Hear the word psychopath and most of us think of violent, dominant men. There are lots of male psychopathic monsters from movies to illustrate this point. Think Alex in A Clockwork Orange, or Patrick Bateman in American Psycho.
But we do have some female examples: Annie Wilkes in Misery, and who could forget Alex Forrest’s bunny-boiling character in Fatal Attraction? These frightening fictional femme fatales stay with us – I’ve heard the term “bunny boiler” used to signify a woman behaving irrationally and violently – but they are unusual. We largely expect psychopaths to be men.
Psychopathy is a personality disorder characterised by a number of abnormal behavioural traits and emotional responses.
Research indicates there are likely to be fewer female psychopaths than male. This may well be true. However, a compounding factor leading to the underestimation of the true occurrence rate of psychopathy in women could be behavioural differences that cause them to slip under society’s radar. This is important to acknowledge as female psychopaths can be just as dangerous as their male counterparts.
What is psychopathy?
Psychopathy is a personality disorder characterised by a number of abnormal behavioural traits and emotional responses. These include lack of empathy, guilt or remorse, and being manipulative and deceitful. People with psychopathy are often irresponsible and have a disregard for laws or social conventions.
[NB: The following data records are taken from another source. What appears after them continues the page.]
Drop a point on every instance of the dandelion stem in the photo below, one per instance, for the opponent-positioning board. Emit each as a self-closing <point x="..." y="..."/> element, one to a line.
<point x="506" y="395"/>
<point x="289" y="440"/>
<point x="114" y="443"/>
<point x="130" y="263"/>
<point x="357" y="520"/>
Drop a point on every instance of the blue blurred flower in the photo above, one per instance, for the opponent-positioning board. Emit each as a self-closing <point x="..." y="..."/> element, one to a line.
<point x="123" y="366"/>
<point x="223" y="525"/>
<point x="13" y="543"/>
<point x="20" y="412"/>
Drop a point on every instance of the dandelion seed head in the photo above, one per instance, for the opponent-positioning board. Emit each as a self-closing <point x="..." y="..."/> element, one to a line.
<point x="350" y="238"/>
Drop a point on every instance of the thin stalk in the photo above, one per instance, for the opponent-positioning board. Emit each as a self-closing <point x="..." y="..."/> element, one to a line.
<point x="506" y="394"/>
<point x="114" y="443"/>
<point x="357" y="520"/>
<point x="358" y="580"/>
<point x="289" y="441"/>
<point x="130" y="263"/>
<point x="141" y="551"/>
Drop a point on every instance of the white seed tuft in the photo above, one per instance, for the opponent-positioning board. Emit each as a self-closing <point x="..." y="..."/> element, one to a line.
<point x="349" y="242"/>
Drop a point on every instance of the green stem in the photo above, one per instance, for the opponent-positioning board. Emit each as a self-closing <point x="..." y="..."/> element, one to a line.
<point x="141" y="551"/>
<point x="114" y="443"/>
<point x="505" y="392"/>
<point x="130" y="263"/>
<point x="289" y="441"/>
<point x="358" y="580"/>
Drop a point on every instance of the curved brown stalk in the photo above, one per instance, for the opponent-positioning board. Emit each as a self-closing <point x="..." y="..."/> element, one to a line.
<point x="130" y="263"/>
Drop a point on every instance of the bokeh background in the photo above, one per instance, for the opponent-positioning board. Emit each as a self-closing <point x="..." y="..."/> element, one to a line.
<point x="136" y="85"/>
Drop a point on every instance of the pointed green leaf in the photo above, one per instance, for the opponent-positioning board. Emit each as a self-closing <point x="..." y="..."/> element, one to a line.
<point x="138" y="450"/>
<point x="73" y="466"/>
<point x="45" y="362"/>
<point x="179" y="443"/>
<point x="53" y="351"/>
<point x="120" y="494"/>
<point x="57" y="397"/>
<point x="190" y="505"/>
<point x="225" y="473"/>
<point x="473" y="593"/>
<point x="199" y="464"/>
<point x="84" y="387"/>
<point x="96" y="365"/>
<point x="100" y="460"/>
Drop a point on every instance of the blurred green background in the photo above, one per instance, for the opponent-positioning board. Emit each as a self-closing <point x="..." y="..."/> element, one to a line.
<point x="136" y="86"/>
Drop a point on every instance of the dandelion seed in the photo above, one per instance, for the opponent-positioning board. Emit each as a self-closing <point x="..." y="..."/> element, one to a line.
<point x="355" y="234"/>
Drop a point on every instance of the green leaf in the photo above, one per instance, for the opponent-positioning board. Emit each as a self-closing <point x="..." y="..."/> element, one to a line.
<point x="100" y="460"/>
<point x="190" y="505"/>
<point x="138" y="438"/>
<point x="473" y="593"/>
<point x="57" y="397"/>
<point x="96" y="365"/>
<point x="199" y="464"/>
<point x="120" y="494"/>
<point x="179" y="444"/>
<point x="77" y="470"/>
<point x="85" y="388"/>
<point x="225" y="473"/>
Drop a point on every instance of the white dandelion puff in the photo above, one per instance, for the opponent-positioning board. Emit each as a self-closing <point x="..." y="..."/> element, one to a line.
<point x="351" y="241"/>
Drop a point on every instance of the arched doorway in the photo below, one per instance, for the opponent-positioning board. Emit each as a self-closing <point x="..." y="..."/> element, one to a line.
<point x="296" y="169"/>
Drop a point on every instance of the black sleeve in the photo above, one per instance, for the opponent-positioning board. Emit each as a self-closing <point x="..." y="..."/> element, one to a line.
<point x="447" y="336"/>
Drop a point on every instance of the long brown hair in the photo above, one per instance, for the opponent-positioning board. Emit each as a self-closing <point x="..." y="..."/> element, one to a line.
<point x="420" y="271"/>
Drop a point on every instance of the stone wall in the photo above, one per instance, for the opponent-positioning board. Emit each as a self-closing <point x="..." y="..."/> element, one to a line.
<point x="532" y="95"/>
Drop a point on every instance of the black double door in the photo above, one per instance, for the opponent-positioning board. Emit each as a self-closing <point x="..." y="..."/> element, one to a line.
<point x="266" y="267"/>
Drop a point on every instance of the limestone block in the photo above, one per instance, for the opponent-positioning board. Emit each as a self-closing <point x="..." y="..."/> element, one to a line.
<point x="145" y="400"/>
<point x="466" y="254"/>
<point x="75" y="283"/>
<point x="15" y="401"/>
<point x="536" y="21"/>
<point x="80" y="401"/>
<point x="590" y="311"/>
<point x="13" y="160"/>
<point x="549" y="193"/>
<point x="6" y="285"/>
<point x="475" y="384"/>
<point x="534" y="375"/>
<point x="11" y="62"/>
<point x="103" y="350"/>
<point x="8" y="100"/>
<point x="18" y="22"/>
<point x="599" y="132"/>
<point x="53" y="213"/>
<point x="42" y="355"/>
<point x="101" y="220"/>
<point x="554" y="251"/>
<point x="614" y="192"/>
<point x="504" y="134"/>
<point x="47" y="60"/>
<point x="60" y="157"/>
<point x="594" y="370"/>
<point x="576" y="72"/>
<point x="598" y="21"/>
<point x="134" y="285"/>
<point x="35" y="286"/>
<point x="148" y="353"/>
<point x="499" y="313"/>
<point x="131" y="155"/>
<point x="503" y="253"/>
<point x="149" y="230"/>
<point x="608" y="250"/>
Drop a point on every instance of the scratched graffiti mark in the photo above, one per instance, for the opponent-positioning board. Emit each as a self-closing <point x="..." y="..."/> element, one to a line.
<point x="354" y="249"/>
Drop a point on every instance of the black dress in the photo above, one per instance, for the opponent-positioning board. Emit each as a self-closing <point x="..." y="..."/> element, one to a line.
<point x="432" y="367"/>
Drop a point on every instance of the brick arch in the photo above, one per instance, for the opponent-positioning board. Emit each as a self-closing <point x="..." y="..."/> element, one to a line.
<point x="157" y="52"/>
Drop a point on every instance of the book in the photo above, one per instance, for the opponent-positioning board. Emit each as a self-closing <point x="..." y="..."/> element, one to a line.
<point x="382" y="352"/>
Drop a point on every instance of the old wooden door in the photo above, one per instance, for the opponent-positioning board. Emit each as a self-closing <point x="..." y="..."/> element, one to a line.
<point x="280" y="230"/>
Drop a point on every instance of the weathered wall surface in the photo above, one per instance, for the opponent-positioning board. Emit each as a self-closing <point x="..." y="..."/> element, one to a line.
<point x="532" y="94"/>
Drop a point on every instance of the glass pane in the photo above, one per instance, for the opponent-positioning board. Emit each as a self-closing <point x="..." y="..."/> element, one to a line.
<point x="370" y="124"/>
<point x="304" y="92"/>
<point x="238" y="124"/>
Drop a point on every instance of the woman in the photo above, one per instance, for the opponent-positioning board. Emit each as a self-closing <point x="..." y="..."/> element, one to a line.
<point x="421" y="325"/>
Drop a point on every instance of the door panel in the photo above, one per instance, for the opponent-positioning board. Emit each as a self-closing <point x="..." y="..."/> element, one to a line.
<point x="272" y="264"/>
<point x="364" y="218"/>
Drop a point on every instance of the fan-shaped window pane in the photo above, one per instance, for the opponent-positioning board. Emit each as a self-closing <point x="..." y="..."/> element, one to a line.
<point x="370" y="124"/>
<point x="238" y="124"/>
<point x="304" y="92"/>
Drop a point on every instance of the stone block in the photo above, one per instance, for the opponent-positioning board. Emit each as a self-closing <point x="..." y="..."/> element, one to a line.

Psychopaths often get away with these behaviours because they can be superficially quite charming. They are true observers of human behaviour, often being able to mimic love, fear, remorse and other emotions well enough to go undetected.
Current thinking suggests psychopaths’ behaviour patterns result from variations in the structure of their brains at birth. A recent study from Harvard University indicated their brains are wired in a way that can lead to violent or dangerous actions.
Researchers used MRI scans to determine if activity and connections between areas of the brain associated with impulsivity and assessing the value of choices differed between those who scored highly for psychopathy and those who didn’t. The scans showed psychopaths make more short-sighted, impulsive decisions based on short-term gain, when compared to non-psychopaths, and that it is the structure of their brains that leads them to make these kinds of poor decisions.
Add this to their lack of empathy and it means if violence or dangerous behaviour will help a psychopath achieve a short-term goal, that is the path they will take. There is also evidence genetics are at least partly responsible for the development of psychopathic traits. In essence, psychopaths are born, not made.
Certain case studies show how women psychopaths present in the real world. “Amy” is a 20-year-old female serving a life sentence for murder. She has been diagnosed with antisocial personality disorder with psychopathic traits.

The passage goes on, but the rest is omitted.